Bagaimana mungkin? Bukankah episenter gempa Yogyakarta letaknya sangat jauh dengan lokasi LUSI?
Lokasi keduanya berjarak hampir 200 km (185 km). Tapi bila Anda
lihat di peta, Yogyakarta berada di bawah jajaran sistem gunung berapi
di Jawa. Sementara Sidoarjo terletak di bagian atas sistem gunung berapi
di Jawa. Sistem gunung berupa magmatik ini mirip seperti sebuah kabel.
Ketika Anda tekan kabel pada bagian bawah, akan terjadi gaya tekan
ke bagian atasnya. Dengan struktur magmatik tersebut, gelombang seismik
gempa Yogyakarta akan mempengaruhi struktur gunung lumpur LUSI. Jadi,
jarak 200 km bagi sebuah proses geologi tidak berarti apa-apa.
Lalu kenapa gempa Yogyakarta tidak mempengaruhi sistem gunung lumpur lain selain LUSI?
Sebab, LUSI berada pada kawasan metastabil (tak stabil), dengan sejarah gempa-gempa bumi, letusan gunung berapi dan mud volcano. Semua berkaitan. Apalagi sebelumnya sudah terjadi gempa tepat di bawah lokasi LUSI.
OK, tapi kenapa butuh waktu dua hari sejak gempa Yogyakarta hingga terjadi letusan LUSI pada 29 Mei 2006?

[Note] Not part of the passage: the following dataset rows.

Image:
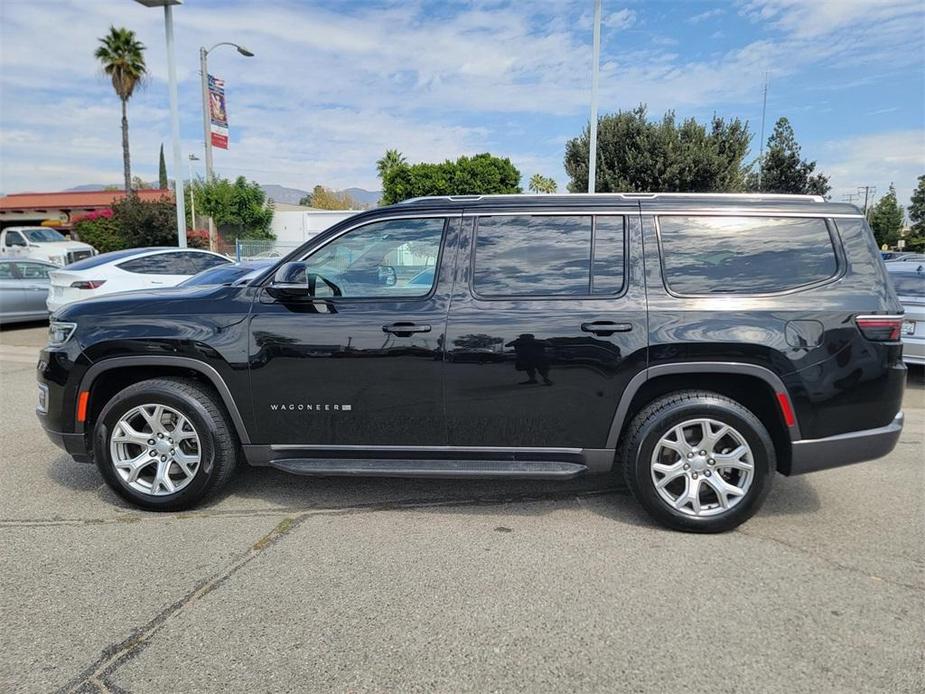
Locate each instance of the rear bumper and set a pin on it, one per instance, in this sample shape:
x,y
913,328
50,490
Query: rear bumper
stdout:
x,y
812,455
73,444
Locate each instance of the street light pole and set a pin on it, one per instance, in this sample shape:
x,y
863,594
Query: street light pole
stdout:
x,y
206,115
174,115
192,158
595,65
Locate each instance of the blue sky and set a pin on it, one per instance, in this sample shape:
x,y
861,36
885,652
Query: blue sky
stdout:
x,y
334,84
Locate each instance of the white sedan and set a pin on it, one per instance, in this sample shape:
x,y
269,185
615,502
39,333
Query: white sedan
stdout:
x,y
120,271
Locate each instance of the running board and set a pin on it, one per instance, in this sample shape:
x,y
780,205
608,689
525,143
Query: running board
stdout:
x,y
447,469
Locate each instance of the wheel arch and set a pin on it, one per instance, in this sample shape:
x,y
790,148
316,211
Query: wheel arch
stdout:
x,y
152,367
754,386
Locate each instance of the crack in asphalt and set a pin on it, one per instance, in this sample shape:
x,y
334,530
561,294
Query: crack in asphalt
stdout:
x,y
495,499
97,677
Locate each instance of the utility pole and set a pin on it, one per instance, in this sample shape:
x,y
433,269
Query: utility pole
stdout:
x,y
868,192
764,109
595,69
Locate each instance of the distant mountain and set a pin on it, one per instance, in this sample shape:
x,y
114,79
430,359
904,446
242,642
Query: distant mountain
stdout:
x,y
291,196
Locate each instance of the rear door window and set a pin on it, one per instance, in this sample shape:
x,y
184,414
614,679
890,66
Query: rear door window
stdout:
x,y
548,255
744,255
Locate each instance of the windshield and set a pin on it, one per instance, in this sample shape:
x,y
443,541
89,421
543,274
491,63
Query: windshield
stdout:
x,y
909,284
43,235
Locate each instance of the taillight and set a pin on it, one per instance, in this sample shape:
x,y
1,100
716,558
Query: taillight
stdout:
x,y
880,328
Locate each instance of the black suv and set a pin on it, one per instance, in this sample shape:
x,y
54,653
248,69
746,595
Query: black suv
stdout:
x,y
693,344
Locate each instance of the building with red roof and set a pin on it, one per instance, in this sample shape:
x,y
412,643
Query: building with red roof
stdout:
x,y
59,210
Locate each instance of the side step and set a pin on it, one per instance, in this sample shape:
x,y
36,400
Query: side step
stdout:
x,y
447,469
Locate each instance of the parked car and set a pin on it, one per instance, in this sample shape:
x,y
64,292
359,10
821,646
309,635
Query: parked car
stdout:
x,y
42,243
135,268
233,273
693,345
908,280
23,288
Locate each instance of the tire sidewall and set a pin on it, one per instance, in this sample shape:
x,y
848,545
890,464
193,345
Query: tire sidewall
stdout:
x,y
190,408
747,424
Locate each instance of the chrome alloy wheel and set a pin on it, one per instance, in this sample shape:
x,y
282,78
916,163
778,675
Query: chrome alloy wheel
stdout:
x,y
702,467
155,449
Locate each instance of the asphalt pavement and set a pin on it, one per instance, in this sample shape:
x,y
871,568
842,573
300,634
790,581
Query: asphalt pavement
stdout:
x,y
289,584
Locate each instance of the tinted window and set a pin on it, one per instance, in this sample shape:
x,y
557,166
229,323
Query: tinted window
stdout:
x,y
104,258
532,256
744,255
908,284
608,260
548,255
382,259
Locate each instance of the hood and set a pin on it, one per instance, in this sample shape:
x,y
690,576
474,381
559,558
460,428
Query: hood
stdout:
x,y
141,303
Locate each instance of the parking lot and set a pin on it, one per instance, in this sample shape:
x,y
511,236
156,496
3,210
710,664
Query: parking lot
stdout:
x,y
299,584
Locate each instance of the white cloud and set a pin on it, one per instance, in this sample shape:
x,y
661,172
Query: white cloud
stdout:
x,y
708,14
874,160
621,19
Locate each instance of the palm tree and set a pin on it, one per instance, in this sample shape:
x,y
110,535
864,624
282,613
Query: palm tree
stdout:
x,y
541,184
122,56
392,159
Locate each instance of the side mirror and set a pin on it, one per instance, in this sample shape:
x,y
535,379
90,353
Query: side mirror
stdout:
x,y
293,281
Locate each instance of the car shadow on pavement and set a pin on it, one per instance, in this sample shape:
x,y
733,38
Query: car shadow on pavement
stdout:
x,y
267,489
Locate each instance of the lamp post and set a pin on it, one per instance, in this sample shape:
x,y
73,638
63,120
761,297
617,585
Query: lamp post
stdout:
x,y
192,158
206,134
174,114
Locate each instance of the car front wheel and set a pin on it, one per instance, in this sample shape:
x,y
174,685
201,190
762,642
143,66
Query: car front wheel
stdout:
x,y
164,444
698,461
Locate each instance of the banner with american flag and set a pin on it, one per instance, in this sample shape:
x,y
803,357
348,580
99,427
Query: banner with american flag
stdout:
x,y
218,115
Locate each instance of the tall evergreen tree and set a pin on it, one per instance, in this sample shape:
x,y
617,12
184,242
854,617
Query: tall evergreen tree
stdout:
x,y
123,59
782,169
638,155
886,219
917,208
162,171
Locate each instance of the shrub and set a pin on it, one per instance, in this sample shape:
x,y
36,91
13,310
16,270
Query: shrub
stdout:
x,y
100,230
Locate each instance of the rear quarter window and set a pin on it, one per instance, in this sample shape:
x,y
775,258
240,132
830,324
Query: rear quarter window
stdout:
x,y
744,255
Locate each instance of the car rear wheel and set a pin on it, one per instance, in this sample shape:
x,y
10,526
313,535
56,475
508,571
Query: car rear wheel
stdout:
x,y
165,444
698,461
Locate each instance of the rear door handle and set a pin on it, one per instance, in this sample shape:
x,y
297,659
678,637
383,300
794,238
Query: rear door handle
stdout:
x,y
405,328
604,328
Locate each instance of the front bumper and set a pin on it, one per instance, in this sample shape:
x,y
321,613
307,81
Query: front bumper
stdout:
x,y
73,444
811,455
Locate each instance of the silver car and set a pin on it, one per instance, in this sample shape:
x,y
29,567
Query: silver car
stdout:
x,y
909,282
23,290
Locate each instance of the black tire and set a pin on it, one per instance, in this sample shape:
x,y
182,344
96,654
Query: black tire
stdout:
x,y
657,419
200,405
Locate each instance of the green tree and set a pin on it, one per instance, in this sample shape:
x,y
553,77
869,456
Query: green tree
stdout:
x,y
917,208
162,181
239,209
638,155
146,222
122,57
782,169
389,161
886,219
542,184
327,199
482,174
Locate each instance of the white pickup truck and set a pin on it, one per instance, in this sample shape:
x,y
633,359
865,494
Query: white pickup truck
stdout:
x,y
42,243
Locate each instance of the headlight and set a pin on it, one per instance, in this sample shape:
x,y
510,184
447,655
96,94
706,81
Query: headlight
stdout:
x,y
60,332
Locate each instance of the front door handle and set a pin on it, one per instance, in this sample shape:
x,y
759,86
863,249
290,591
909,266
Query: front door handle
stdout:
x,y
405,328
605,328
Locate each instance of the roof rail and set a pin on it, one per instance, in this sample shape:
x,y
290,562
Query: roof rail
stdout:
x,y
623,196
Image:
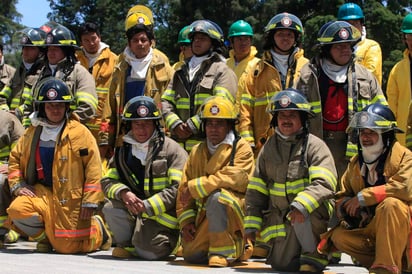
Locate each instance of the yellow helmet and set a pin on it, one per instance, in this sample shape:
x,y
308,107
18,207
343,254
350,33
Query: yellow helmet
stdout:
x,y
218,107
139,14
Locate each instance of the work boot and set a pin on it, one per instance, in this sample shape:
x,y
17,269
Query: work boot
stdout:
x,y
218,261
107,237
11,237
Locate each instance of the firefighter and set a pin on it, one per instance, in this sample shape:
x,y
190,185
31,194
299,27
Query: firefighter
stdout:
x,y
141,185
211,194
368,52
12,97
294,181
243,54
54,173
61,62
99,60
140,70
337,87
203,75
399,85
184,45
375,196
10,131
278,69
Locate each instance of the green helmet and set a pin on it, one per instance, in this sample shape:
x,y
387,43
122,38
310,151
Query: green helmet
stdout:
x,y
207,27
407,24
350,11
183,37
335,32
285,21
240,28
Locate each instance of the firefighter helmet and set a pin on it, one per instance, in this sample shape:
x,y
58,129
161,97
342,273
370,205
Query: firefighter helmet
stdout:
x,y
335,32
240,28
218,107
62,37
183,37
350,11
139,14
207,27
376,117
289,99
141,108
30,37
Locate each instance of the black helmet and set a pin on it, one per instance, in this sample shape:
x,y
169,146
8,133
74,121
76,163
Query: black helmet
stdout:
x,y
376,117
30,37
141,108
289,99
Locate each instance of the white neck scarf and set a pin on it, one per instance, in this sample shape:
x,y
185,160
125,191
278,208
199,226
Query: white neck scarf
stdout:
x,y
139,66
230,137
194,65
280,62
336,73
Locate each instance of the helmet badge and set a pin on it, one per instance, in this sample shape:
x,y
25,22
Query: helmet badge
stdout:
x,y
214,110
51,94
142,111
284,101
344,34
286,22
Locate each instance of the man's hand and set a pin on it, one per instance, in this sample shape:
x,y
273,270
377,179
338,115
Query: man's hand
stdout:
x,y
132,202
188,232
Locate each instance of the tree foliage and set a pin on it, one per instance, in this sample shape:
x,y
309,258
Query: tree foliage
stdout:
x,y
383,19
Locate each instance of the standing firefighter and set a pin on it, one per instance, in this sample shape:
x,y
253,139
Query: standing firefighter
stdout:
x,y
141,185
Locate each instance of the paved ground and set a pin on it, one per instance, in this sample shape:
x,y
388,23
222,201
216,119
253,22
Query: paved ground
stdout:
x,y
20,258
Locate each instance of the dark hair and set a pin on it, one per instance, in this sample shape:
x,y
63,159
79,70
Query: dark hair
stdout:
x,y
139,28
88,28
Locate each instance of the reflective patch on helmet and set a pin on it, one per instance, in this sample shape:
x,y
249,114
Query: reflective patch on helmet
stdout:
x,y
49,39
343,34
51,94
142,111
286,21
284,101
214,110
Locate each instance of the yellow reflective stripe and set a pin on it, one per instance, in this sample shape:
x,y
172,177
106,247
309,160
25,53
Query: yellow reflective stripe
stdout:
x,y
157,204
169,95
174,175
158,183
258,184
188,214
253,222
323,173
113,189
86,97
307,201
201,191
316,106
171,119
297,186
273,231
226,251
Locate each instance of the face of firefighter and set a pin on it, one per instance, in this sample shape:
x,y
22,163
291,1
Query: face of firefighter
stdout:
x,y
241,46
140,44
30,54
216,130
201,44
142,130
55,54
90,42
284,40
55,112
289,122
341,53
368,137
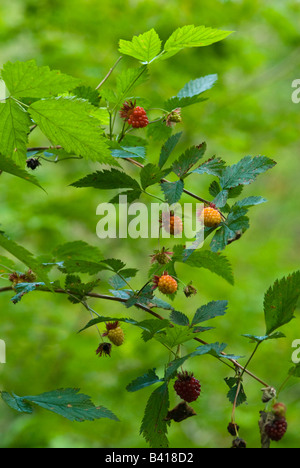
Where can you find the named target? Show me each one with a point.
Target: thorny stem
(148, 310)
(240, 378)
(109, 73)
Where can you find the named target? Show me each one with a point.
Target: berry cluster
(187, 387)
(134, 115)
(165, 283)
(276, 429)
(210, 217)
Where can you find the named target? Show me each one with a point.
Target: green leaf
(88, 93)
(107, 180)
(259, 339)
(77, 250)
(8, 166)
(212, 261)
(66, 402)
(172, 191)
(280, 301)
(188, 159)
(232, 383)
(197, 86)
(143, 381)
(144, 47)
(245, 171)
(208, 311)
(179, 318)
(249, 201)
(151, 174)
(25, 257)
(14, 128)
(24, 288)
(154, 426)
(26, 79)
(190, 93)
(129, 79)
(129, 152)
(213, 166)
(68, 122)
(192, 36)
(175, 335)
(167, 148)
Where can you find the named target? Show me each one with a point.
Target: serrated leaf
(88, 93)
(192, 36)
(129, 78)
(151, 174)
(245, 171)
(213, 166)
(280, 301)
(107, 180)
(179, 318)
(144, 47)
(188, 159)
(249, 201)
(177, 102)
(175, 336)
(154, 426)
(212, 261)
(24, 288)
(66, 402)
(68, 122)
(167, 148)
(14, 128)
(25, 257)
(172, 191)
(208, 311)
(129, 152)
(26, 79)
(221, 238)
(221, 199)
(77, 250)
(259, 339)
(8, 166)
(198, 86)
(231, 395)
(143, 381)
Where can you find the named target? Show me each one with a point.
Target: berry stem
(148, 310)
(109, 73)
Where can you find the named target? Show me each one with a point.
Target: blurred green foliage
(249, 111)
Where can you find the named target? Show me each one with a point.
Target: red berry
(187, 387)
(276, 429)
(138, 118)
(165, 283)
(210, 217)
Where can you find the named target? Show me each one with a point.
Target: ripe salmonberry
(276, 429)
(210, 217)
(134, 115)
(32, 163)
(172, 224)
(114, 333)
(165, 283)
(187, 387)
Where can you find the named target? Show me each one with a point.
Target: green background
(249, 112)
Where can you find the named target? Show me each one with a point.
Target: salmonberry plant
(112, 126)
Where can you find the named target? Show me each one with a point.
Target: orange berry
(210, 217)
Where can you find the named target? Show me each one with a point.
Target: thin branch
(187, 192)
(149, 311)
(109, 73)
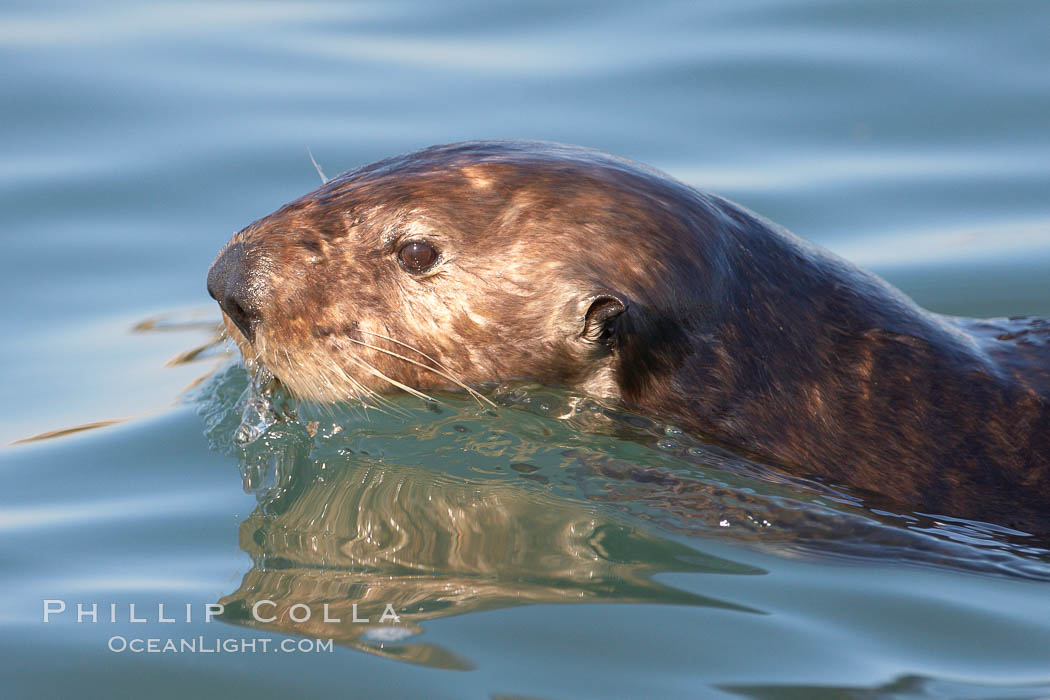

Gunung lumpur LUSI tidak berada pada struktur yang kosong. Terdapat
berbagai lapisan batuan. Lumpur dan air butuh waktu untuk naik ke atas,
apalagi kedalaman lumpur sekitar 3 km di bawah (pemetaan 3D gunung
lumpur LUSI dilakukan hingga kedalaman 5 km di bawah permukaan tanah,
Red).
Apakah penyebabnya hanya gempa saja?
Gempa bumi bukan satu-satunya pemicu semburan LUSI. Semburan
terjadi lebih karena struktur geologi di pulau Jawa. Terdapat deposit
lumpur dalam jumlah besar di bawah wilayah Sidoarjo. Selain itu
pergerakan sesar di sana juga bisa mempengaruhi terjadinya semburan.
Pada daerah yang dekat dengan zona subduksi, tekanan bawah tanah memang
sangat tinggi karena banyaknya aktivitas magma yang terjadi.
Apakah semburan LUSI juga disebabkan oleh aktivitas pengeboran PT Lapindo Brantas?
Pengeboran tidak ada kaitannya dengan LUSI. Sebab bila pengeboran
mengenai struktur lumpur, lumpur seharusnya akan keluar dari mulut sumur
pengeboran, karena lumpur akan lebih mudah keluar melalui sumur yang
kosong daripada melalui lapisan batuan. Pada kasus LUSI, semburan lumpur
terjadi di lokasi yang berjarak sekitar 250 meter dari sumur
pengeboran. Dan semburan terjadi di beberapa titik, bukan hanya satu
titik.
Tapi apakah getaran dari aktivitas pengeboran bisa mempengaruhi struktur lumpur sehingga mempercepat semburan lumpur?
Semula saya juga sempat mengira seperti itu. Namun, dengan diameter
sumur antara 50 cm-1 m, getaran dari pengeboran hanya akan berhenti
pada 5-7 m dari sumur. Dan seharusnya energi pengeboran akan mengarah ke
bawah.
Tegasnya, apa kesimpulan penelitian Anda?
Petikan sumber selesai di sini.